Значит, либо отношения, либо он очень бы этого хотел. А значит — она здесь бывает. А значит — знает расположение камер. И значит — именно поэтому она смогла зайти в кладовую так, чтобы её не поймала ни одна из двух камер.

Но она всё-таки вошла в кадр.

Я сразу отметил униформу — младший персонал. Одинаковый внешний вид, одинаковые прически, собранные в одинаковый хвост. Перфекционизм княжны.

Служанка вошла под таким углом, что камера у двери поймала только край плеча. Вторая камера, смотревшая вдоль стеллажей, увидела только затылок — голова опущена, подбородок почти касается груди. Это не случайность. Это знакомство с углами съёмки. Это маршрут, отработанный заранее.

Она прошла вдоль стеллажа лечебных кормов и скрылась в мёртвой зоне. Двигалась уверенно, слишком, для случайного захода.

Элисио наклонился ближе.

— Младшая служанка, — пробормотал он. — Но пока не скажу кто. Волосы… с таким цветом у нас человек двадцать. Пока лицо не увидим — бесполезно.

— Настолько? — уточнил я. — Они прям действительно настолько похожи?

— Да, — тихо вздохнул он. — У нас младший персонал вообще отбирается жёстко. Госпожа не терпит визуального хаоса. Её раздражает, если одна слишком низкая, другая сутулая, третья с лишним весом. Поэтому девушек фильтруют по параметрам тела — рост, вес, объёмы — всё в пределах допуска. Разброс — три сантиметра максимум.

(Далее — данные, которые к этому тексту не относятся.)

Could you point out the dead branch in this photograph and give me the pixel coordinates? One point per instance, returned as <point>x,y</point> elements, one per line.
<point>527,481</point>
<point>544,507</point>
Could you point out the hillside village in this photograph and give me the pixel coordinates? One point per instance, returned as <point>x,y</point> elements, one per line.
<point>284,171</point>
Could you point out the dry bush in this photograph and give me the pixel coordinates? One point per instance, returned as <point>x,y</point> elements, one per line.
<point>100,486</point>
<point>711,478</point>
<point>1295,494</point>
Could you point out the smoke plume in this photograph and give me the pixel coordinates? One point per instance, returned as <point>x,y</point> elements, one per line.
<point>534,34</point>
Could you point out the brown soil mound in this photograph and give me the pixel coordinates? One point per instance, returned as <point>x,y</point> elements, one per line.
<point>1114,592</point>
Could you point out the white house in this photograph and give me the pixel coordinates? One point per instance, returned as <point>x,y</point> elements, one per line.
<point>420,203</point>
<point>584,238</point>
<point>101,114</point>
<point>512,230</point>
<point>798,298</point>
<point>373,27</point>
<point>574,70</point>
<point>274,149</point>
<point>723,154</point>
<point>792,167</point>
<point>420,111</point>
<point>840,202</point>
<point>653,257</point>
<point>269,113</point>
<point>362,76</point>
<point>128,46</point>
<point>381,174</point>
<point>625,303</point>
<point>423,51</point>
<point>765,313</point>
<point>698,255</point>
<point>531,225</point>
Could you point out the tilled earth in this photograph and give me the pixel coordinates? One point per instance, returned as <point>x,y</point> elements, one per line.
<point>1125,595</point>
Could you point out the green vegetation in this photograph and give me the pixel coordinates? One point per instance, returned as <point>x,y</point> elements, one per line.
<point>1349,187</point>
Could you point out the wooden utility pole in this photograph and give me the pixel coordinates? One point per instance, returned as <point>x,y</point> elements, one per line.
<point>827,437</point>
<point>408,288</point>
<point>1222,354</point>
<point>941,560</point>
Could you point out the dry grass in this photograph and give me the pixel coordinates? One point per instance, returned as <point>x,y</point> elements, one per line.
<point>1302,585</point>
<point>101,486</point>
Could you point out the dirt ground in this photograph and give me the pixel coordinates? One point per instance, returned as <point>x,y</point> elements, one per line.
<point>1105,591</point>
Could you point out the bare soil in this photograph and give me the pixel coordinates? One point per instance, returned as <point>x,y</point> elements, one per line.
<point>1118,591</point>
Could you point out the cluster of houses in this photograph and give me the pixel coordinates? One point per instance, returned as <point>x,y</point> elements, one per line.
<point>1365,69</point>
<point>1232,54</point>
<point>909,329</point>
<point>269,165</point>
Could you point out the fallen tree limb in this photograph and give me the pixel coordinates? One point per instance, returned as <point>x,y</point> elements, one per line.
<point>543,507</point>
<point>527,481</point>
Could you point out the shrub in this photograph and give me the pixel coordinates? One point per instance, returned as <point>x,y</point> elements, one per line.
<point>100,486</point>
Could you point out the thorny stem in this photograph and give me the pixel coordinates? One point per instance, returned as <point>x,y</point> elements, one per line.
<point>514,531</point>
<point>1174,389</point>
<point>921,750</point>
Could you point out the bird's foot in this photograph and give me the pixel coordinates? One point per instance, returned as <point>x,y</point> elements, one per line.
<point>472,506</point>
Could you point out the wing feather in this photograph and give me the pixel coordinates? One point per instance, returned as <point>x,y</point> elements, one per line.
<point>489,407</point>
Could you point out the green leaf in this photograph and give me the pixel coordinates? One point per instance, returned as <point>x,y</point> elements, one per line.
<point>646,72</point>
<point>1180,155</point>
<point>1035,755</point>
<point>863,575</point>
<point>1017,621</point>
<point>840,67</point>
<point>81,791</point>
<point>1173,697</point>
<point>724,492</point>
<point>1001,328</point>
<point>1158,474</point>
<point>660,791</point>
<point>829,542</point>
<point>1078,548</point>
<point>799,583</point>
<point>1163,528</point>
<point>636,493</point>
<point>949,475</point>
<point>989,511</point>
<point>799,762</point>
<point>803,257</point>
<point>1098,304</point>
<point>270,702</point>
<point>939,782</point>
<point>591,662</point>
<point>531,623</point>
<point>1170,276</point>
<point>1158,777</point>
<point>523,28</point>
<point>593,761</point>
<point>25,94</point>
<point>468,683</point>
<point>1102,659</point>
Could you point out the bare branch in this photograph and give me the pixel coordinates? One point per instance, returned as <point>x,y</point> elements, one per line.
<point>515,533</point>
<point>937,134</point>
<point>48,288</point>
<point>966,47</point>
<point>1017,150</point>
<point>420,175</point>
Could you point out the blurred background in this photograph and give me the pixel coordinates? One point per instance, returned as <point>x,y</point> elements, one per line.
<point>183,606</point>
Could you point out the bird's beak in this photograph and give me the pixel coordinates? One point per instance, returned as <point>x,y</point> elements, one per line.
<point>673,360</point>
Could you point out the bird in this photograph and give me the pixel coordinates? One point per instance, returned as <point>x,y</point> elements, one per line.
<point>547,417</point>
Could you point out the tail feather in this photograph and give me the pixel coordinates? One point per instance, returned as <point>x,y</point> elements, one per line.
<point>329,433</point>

Он покачал головой, будто оправдываясь:

— Это не из экономии на форме. Это именно из-за перфекционизма. Ей нужно, чтобы всё было идеально. Поэтому все младшие служанки выглядят одинаково. В движениях, в фигурах, в силуэтах. Отличить можно только по лицу или оттенку волос. И то госпожа уже пару раз обсуждала с дворецким то, чтобы перекрасить всех в один цвет.

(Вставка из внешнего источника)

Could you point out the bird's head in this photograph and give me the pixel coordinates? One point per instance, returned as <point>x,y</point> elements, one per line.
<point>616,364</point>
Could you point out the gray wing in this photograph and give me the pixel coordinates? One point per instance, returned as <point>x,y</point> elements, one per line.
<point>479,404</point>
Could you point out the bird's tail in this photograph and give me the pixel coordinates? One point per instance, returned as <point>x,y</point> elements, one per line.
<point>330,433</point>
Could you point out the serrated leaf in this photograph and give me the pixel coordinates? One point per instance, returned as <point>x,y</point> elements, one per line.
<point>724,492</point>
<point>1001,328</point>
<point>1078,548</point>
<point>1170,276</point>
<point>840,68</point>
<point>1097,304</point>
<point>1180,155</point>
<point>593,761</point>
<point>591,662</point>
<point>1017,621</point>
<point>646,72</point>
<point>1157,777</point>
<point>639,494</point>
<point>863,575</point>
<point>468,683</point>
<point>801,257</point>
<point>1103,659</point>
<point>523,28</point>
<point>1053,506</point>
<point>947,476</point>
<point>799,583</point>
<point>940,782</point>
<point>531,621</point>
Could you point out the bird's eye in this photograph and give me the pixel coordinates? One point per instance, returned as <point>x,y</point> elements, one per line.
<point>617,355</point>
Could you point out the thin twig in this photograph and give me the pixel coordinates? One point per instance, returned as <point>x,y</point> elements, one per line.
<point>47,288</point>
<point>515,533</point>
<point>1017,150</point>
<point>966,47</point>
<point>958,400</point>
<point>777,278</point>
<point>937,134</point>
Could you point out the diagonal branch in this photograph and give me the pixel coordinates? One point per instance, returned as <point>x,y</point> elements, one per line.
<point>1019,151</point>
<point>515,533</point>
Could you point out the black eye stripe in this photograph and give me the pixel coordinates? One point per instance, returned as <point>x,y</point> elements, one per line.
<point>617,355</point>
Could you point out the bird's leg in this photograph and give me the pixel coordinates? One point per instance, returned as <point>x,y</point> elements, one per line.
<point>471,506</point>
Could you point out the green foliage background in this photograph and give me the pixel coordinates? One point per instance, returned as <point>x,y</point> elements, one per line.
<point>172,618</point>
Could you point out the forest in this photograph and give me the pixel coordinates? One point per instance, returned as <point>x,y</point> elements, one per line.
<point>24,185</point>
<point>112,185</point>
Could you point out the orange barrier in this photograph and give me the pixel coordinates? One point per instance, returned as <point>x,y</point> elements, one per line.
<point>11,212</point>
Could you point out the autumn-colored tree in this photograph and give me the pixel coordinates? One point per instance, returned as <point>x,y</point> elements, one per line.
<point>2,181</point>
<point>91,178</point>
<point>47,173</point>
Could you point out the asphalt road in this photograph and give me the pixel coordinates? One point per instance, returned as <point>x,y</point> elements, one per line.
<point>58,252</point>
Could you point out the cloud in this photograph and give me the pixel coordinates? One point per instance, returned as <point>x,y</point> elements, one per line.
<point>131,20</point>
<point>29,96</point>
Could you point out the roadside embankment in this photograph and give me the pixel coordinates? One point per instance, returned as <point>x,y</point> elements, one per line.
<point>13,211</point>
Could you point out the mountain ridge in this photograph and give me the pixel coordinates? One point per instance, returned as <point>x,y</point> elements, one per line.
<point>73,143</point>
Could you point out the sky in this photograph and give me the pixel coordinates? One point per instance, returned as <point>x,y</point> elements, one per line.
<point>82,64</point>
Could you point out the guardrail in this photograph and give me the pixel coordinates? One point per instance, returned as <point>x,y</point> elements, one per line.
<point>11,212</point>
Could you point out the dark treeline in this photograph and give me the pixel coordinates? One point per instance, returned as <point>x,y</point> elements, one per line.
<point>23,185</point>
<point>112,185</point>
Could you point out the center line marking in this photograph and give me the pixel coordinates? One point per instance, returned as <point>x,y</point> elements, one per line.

«Да, ну это уже клиника», — подумал я про себя. — «Не удивлюсь, если после этого она прикажет перекрасить розы в красный цвет и сделать всем пластическую операцию, чтобы и лица у всех были одинаковые».

Он усмехнулся:

— А вот мужчины — единственное исключение. Охранник не может быть хрупким. Официант не может быть двухметровым амбалом. Там госпожа закрывает глаза на «хаос». Но младший женский персонал… да. Если смотреть со спины и затылка — вы их не различите.

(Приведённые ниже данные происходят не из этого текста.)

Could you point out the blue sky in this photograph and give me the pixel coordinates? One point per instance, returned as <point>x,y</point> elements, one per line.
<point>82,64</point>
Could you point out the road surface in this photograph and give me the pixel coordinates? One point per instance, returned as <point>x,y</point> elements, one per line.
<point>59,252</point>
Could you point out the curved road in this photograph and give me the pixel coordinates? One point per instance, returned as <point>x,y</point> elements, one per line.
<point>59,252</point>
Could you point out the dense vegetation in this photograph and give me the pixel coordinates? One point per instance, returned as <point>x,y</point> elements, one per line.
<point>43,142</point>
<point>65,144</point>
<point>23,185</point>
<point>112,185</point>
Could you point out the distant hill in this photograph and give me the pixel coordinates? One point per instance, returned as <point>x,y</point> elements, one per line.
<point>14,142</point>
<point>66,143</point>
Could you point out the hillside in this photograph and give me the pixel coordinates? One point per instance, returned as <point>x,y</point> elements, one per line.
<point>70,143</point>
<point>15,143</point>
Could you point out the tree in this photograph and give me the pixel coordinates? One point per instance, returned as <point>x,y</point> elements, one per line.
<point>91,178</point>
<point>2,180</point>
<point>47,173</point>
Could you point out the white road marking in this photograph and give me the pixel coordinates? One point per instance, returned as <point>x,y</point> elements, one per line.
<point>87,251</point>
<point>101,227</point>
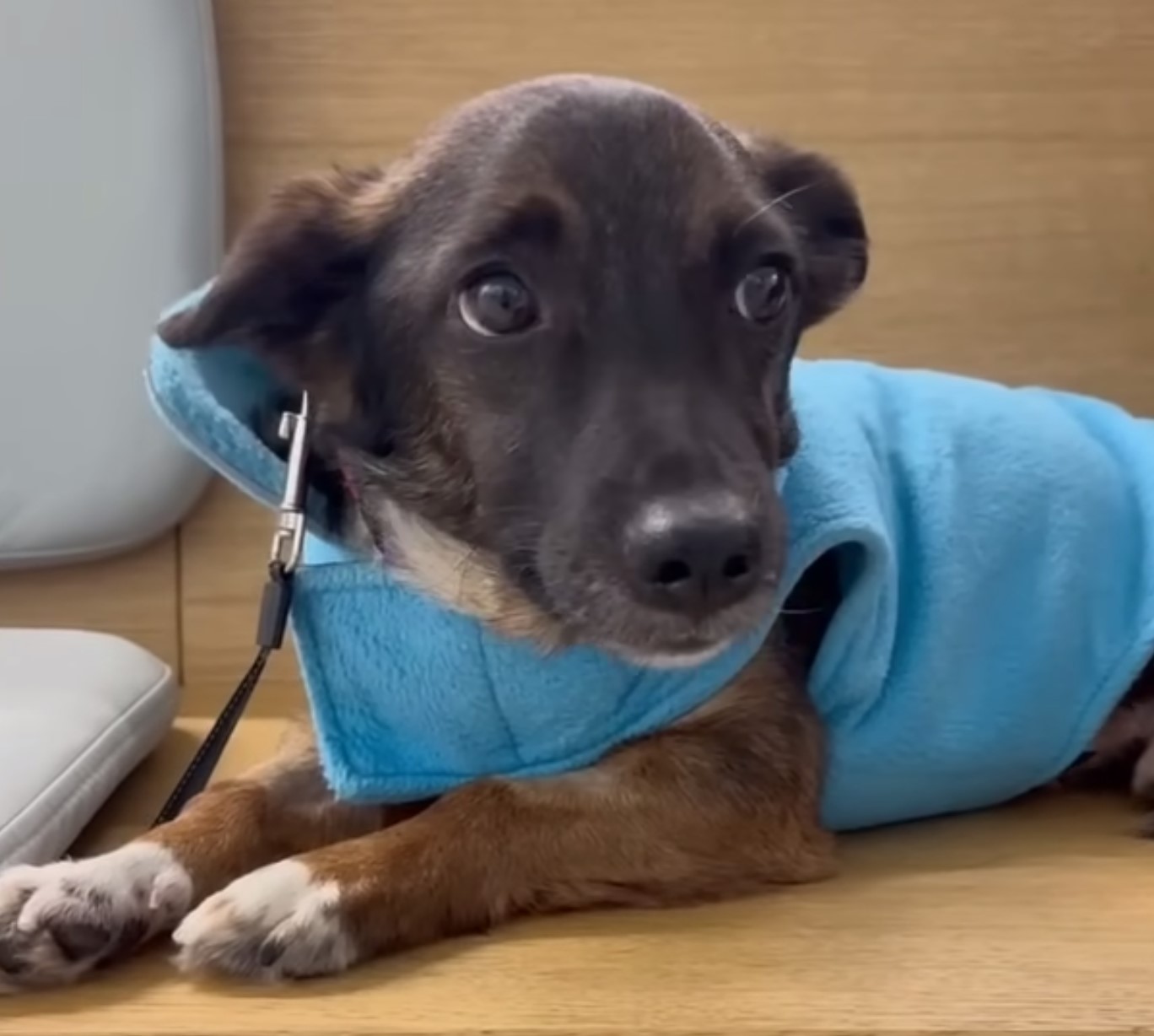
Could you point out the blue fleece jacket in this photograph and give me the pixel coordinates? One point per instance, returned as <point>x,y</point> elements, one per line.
<point>995,554</point>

Я едва заметил боковым зрением, как оператор снова дёрнулся. Он знал. Он знал, кто она, ещё до того, как мы это увидим.

Я убрал взгляд с экрана и сосредоточился на нём.

Наблюдать за человеком — куда полезнее, чем за записью. Пальцы. Плечи. Горло. Он нервничал и боялся за неё. Он знает, кто это.

Я заметил — она что-то несёт. До этого был сконцентрирован на охраннике, сейчас переключился больше на запись с камеры.

— Что это у неё в руках? — решил я уточнить.

Элисио чуть подался вперед.

— Это коробки, которые курьеры отставляют у ворот. Не у всех есть допуск в поместье. Поэтому мелкую тару доносит младший персонал. Для более крупных поставок в основном выдаётся пропуск.

— Получается круг подозреваемых сужается. Нужно проверить, кто вчера этим занимался. Предполагаю, у вас всё фиксируется? — я повернулся к адъютанту.

Элисио уже потянулся в карман за телефоном, но на его лице появилась задумчивость, и он остановился на полу-движении.

— Подождите, так вчера не должно было быть никаких поставок. Я как раз сегодня ознакамливался с отчетами по поставкам.

— Тогда продолжаем смотреть запись.

«Хм, становится всё интереснее»,— заметил я про себя.

Девушка вернулась именно к тому месту, где я позже нашёл банку.

Встала так, что перекрыла собой весь обзор. Ни рук, ни корпуса. Только линия плеч. Двигалась слишком точно. Она прятала не только лицо — она прятала всё, что делала.

И в этот момент оператор снова чуть надавил на клавишу ускорения. Я поймал его движение раньше, чем оно случилось.

— Стоп, — резко сказал я.

Парень вздрогнул.

И здесь уже не нужно было никакой магии — тело рассказало всё само.

Плечи дёрнулись вверх, будто он попытался спрятать шею. Пальцы непроизвольно сжались в кулак, потом так же резко разжались. Глаза метнулись к двери и тут же вернулись обратно, но уже шире, чем секунду назад. Дыхание сбилось — короткий вдох, неровный выдох.

Страх. Паника. Вина.

Те же три эмоции, что я почувствовал от банки, только теперь — не через предмет, а вживую, в каждом его движении. Он даже не пытался это скрыть — не умел. Всё вылезло наружу, как у человека, который заранее знает, что именно сейчас всплывёт то, что он хотел бы спрятать сильнее всего.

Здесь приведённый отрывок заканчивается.